According to your code below, every wires in every layers has a gate. But in the picture below at ParametrizedLayer_0, I see that RZ gates applied only on wire of 0 and 1. Is there a confliction between code and the picture?
Is it possible to use QNG algorithm as a supervised learning algorithm?
I mean, I have a dataset with 90K rows and each row has five columns as features and the sixth column is the target value. So in your opinion, how to modify the bellow “for loop” in the QNG example?
opt = qml.QNGOptimizer(0.01)
theta = init_params
for _ in range(steps):
theta = opt.step(circuit, theta)
Note that the quantum natural gradient is an optimization strategy, and not part of the model per se. You can use any optimization strategy for a supervised learning algorithm, it’s simply a matter of constructing the cost function appropriately.
For an example of a quantum supervised learning example, check out our quantum transfer learning tutorial. Here, we use the nn.CrossEntropyLoss cost function from PyTorch for training our model.
Something to be aware of, however, is that the QNG optimizer currently requires that the cost function be a linear combination of QNodes with the same ansatz. It’s possible to extend this to more complicated cost functions, and something we are currently working on!

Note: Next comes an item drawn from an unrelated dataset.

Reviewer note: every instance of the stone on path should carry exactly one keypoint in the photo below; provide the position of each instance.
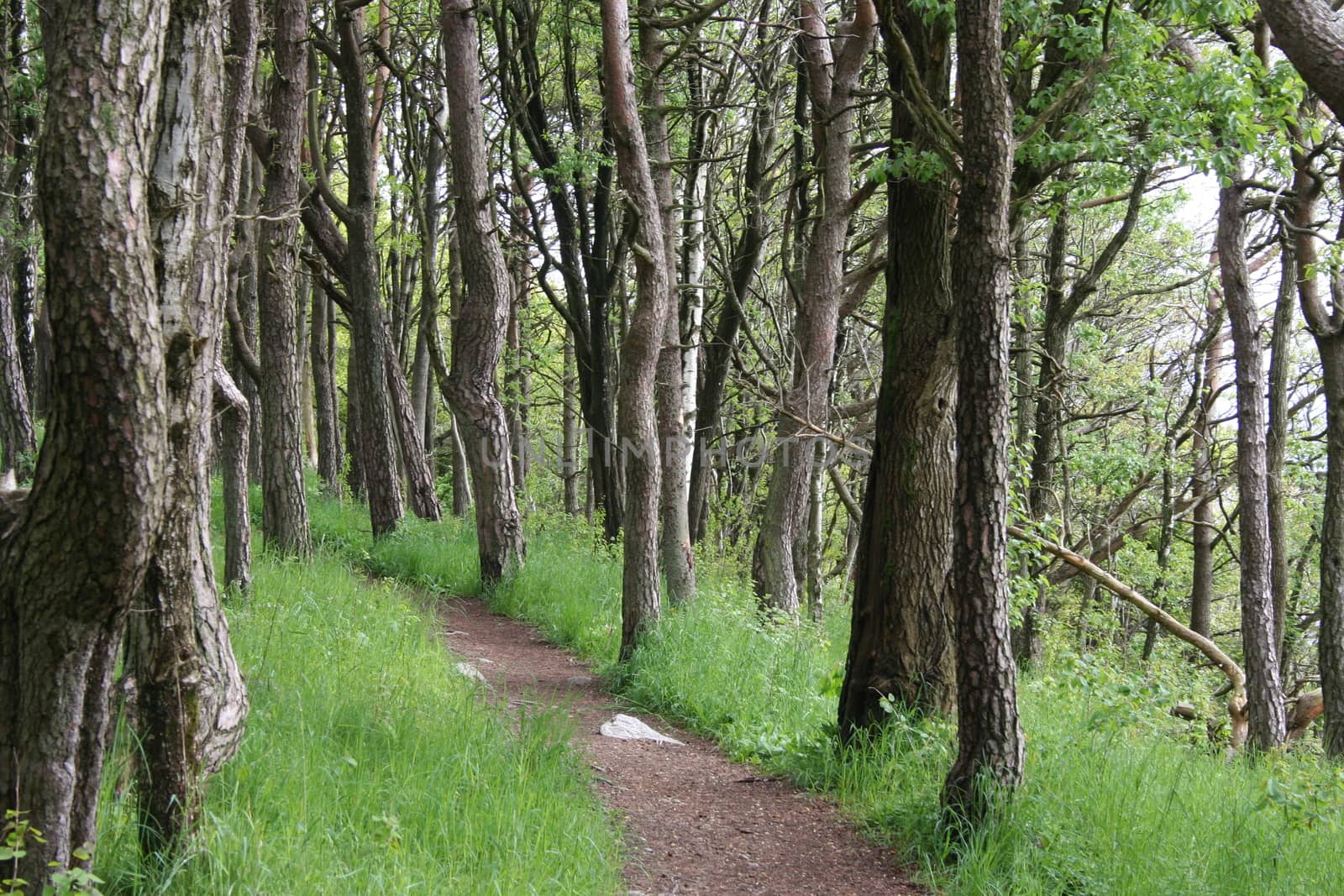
(629, 728)
(470, 672)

In general, the coefficients of the Hamiltonian in the model are problem specific. For example, in VQE, you have a specific molecule or electronic structure that you wish to compute the ground state energy; this corresponds to a specific Hamiltonian with hardcoded coefficients.
You can check also check out our quantum chemistry demo for more details on solving electronic structure problems using PennyLane!
Having said that, there may be some problems/models where the exact Hamiltonian doesn’t matter too much, and the coefficients can be chosen randomly In such a case, any real value is allowed for the coefficients!